Several ops have also been added to simplify testing:
set_encoding S0, I0 - set encoding to specified index value
set_chartype S0, I0 - set chartype to specified index value
- these two can be deleted once these fields can be set via IO etc
transcode S0, S1, I0, I1 - transcode to specified encoding/chartype
Dynamic loading of a chartype is automatic if a request is made
for a non-existent chartype, e.g.
find_chartype I0, "8859-1" - this will load
parrot/runtime/chartypes/8859-1.TXT
set_chartype S0, I0
The search path and extension are hard-coded for now.
The mapping file format is that used by the Unicode consortium, and
8859-1.TXT
was downloaded directly from their web site; there are lots more mapping
files
there that we can use (Dan - can you confirm that the license is okay?)

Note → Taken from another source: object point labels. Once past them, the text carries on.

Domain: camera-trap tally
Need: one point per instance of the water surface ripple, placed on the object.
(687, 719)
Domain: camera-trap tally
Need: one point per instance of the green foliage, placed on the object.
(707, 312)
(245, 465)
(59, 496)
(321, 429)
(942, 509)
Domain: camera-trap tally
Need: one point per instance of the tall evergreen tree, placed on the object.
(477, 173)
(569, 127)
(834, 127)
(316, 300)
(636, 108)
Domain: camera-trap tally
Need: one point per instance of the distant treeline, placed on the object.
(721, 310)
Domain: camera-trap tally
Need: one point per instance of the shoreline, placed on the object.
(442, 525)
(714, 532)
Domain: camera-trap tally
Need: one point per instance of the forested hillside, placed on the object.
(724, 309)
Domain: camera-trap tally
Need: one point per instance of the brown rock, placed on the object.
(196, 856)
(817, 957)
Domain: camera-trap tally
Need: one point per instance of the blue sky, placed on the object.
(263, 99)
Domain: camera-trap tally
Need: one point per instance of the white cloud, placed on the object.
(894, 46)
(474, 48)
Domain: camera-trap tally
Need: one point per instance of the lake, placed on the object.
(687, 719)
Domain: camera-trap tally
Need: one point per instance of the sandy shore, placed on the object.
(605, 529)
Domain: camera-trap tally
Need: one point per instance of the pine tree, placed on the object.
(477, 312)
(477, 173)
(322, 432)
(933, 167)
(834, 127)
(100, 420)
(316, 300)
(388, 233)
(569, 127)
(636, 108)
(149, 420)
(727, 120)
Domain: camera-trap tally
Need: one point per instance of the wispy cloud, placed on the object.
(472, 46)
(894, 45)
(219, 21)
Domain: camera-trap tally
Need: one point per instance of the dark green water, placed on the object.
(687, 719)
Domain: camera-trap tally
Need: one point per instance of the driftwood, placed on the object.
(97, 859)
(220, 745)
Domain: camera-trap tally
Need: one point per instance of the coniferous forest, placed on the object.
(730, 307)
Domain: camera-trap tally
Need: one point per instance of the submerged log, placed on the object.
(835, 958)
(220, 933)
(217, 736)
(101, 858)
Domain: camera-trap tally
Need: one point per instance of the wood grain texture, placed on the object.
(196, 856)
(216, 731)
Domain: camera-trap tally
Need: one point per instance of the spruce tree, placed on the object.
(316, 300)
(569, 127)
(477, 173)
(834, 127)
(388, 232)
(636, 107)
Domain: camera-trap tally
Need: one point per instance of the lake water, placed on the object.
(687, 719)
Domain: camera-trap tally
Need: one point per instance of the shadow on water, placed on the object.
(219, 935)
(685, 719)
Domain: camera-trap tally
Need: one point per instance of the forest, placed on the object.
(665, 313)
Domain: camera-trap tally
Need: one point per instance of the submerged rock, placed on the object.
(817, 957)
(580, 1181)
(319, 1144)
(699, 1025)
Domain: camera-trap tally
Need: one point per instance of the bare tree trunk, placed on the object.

There are a lot of limitations in the mechanism so far, including:
only singlebyte encoding
digit mapping is assumed to be standard ascii '0' to '9'
mapping from unicode uses full table scan
However, it should allow us to get a start on testing support for multiple
character sets in the rest of Parrot, and I wanted to get something in
for comments while I continue with further development.
All feedback welcome
--
Peter Gibbs
EmKel Systems
> All feedback welcome
How much does that overlap with icu/*?. Will we use that code or tables
only? What's the general plan?
leo